Patient questionnaire and patients’ perceptions of patient questionnaire at baseline.

Outcomes and (Statistical) Analysis

Statistical significance was accepted at p<0.05. Standard statistical methods were used for descriptive statistics. Continuous variables were analysed by independent-samples t-test and categorical variables or frequencies by Pearson chi-square test. In order to more easily compare questionnaires between baseline and the 3-month follow-up, we created an index of the total scores of all the questions and used this in the analyses. To compare the total index between baseline and 3-months follow-up for the three PCCs, we created a line graph. The statistical analyses were made using statistical software SPSS, version 25.

Patient Involvement

The patients were not involved in setting the research questions or design, their contribution will help form the questionnaire to identify endometriosis in primary health care, used in the future.

Ethics

The study has been approved by the Regional Ethical Review Board in Gothenburg, Sweden (Dnr 733–18). All participants, both staff members and female patients in the waiting room, were provided with written and oral information and signed a written informed consent. This study was performed in alignment with the Declaration of Helsinki.

Results

Three PCCs participated in this pilot study, and 43 staff members completed the knowledge questionnaire at baseline and 55 after 3 months. 106 patient participants completed the patient questionnaire.

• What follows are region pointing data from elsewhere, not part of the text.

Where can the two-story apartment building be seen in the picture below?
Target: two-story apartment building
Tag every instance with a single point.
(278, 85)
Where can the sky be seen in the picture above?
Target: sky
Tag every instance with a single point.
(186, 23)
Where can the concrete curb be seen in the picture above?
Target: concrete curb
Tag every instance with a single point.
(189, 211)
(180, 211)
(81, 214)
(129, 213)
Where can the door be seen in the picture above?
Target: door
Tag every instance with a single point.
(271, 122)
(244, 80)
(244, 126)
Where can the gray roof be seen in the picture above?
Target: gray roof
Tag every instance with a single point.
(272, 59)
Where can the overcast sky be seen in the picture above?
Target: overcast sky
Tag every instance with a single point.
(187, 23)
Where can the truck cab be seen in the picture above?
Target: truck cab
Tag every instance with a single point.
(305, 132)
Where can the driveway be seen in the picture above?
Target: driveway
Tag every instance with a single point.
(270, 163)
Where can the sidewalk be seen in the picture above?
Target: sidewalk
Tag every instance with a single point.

The primary care centres consisted of 1 publicly run PCC with ~ 9000 listed patients, 1 private urban with ~ 8000 listed patients, and 1 private/urban (city) PCC with ~9500 listed patients with multi-ethnic origin.

The endometriosis questionnaire and lecture were conducted and completed at the PCCs with all staff available on that particular day - see Figure 1 for number of participants and Table 1 for participants’ professions.

Table 1 Staff Composition for All PCCs, Showing Number of Individuals by Profession Among Those Who Responded to the Questionnaire at Baseline and After Three Months, Respectively

Figure 1 Flow chart. Data collection at three PCCs from fall 2018 to spring 2019.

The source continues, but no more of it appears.